Trying to combine doing regular politics with joining in the New Media hubbub means either being ignored as a useless bore, or getting into trouble, for saying something honest and eloquent but verboten. The two just don’t mix. Remember that scene in that great regular politics movie The Candidate, starring Robert Redford, where the Redford character tries telling the truth (as he happens to see it) at a campaign event. His handler just tells him to do up his trouser buttons, grow up, and campaign properly, i.e. go back to emitting the correct barrages of staged dishonesty. As far as the old pro regular politician is concerned, telling it like it is, like you are blogging or twittering or something, is just waving your willy about like a stupid little kid. Honesty didn’t work then for regular politicians, and it doesn’t work now.

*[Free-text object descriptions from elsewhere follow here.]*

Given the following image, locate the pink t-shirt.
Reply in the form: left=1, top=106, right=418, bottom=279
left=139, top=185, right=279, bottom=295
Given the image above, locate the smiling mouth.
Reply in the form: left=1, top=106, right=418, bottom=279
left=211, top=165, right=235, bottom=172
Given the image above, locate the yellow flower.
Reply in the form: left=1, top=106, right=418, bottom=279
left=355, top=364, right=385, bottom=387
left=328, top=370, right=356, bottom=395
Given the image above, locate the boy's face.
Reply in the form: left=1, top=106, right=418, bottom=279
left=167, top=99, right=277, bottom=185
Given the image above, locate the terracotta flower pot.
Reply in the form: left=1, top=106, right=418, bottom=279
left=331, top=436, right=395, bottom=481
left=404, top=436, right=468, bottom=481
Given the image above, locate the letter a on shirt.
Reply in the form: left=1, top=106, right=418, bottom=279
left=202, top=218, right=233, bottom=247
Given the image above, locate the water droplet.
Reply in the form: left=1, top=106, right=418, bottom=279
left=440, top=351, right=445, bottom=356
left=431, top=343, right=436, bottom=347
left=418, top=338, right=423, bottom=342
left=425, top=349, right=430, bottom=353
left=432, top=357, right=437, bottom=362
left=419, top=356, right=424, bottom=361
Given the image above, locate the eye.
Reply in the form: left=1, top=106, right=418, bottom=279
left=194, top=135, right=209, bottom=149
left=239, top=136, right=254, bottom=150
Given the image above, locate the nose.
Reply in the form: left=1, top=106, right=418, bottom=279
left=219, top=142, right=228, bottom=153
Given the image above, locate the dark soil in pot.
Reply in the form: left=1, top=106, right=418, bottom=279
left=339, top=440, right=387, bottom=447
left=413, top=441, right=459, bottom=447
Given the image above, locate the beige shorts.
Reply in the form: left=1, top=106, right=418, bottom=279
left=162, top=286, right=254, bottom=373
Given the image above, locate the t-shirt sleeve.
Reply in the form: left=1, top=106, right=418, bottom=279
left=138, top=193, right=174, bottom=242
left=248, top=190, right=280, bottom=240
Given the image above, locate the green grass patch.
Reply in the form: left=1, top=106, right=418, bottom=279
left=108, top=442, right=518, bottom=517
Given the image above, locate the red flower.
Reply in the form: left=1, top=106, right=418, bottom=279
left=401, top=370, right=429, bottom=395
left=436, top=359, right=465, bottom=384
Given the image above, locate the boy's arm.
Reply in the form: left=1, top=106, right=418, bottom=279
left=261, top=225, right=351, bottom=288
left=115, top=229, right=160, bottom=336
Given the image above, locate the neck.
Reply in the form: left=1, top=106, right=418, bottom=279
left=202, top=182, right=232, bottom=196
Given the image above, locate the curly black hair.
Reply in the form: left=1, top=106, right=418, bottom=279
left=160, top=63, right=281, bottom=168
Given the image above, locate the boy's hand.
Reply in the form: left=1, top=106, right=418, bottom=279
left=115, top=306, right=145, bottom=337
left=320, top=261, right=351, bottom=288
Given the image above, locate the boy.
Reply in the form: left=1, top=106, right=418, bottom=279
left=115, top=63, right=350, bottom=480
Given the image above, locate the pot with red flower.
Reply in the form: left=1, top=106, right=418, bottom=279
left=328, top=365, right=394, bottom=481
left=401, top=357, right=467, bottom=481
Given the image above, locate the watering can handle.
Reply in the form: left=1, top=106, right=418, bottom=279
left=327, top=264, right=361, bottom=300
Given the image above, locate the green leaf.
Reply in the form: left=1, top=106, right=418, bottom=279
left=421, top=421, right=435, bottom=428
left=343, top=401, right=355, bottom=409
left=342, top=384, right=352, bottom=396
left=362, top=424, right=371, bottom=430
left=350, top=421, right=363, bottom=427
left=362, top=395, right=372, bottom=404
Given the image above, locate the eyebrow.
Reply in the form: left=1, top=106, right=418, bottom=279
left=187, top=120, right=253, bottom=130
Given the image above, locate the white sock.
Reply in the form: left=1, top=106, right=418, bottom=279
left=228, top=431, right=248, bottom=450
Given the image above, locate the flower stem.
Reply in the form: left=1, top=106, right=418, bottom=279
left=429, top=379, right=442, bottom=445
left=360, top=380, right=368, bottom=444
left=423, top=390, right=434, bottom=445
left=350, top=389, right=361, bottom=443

But the difference is that the rest of us can now do honesty, and consume honesty. We now have honesty. For several years now we’ve been waving our willies about and having a ball. It’s just that the regular politicians can’t join in without making asses of themselves.
So, one: rise of the New Media. And, two: a general election in which almost nobody looks like they’re going to be happy. None of the politicians, with the possible exception of The Clegg, and none of the voters. Nobody is going to “seal the deal”. It used to be that someone did. Now, we seem to hate them all.
No effect? I think not. I know exactly what Iain Dale means. The New Media aren’t contributing anything positive to regular politics. The New Media aren’t helping regular politicians to canvass, get out the vote, assemble people to mass meetings and get them all excited about their preferred version of regular politics. The New Media aren’t helping to spread barrages of lies, and then cheering like lunatics. They (we) are merely standing at the back muttering to each other that it’s all lies. But just because the New Media are doing nothing positive for regular politics doesn’t mean they’re having no effect on regular politics.
Iain Dale is nearly there when he describes the internet this time around as “the dog that didn’t bark”. But the fact that the dog isn’t barking is highly significant, as Sherlock Holmes himself pointed out in the original story. The New Media dog, from where Iain Dale stands, is doing nothing, and that is what is so interesting.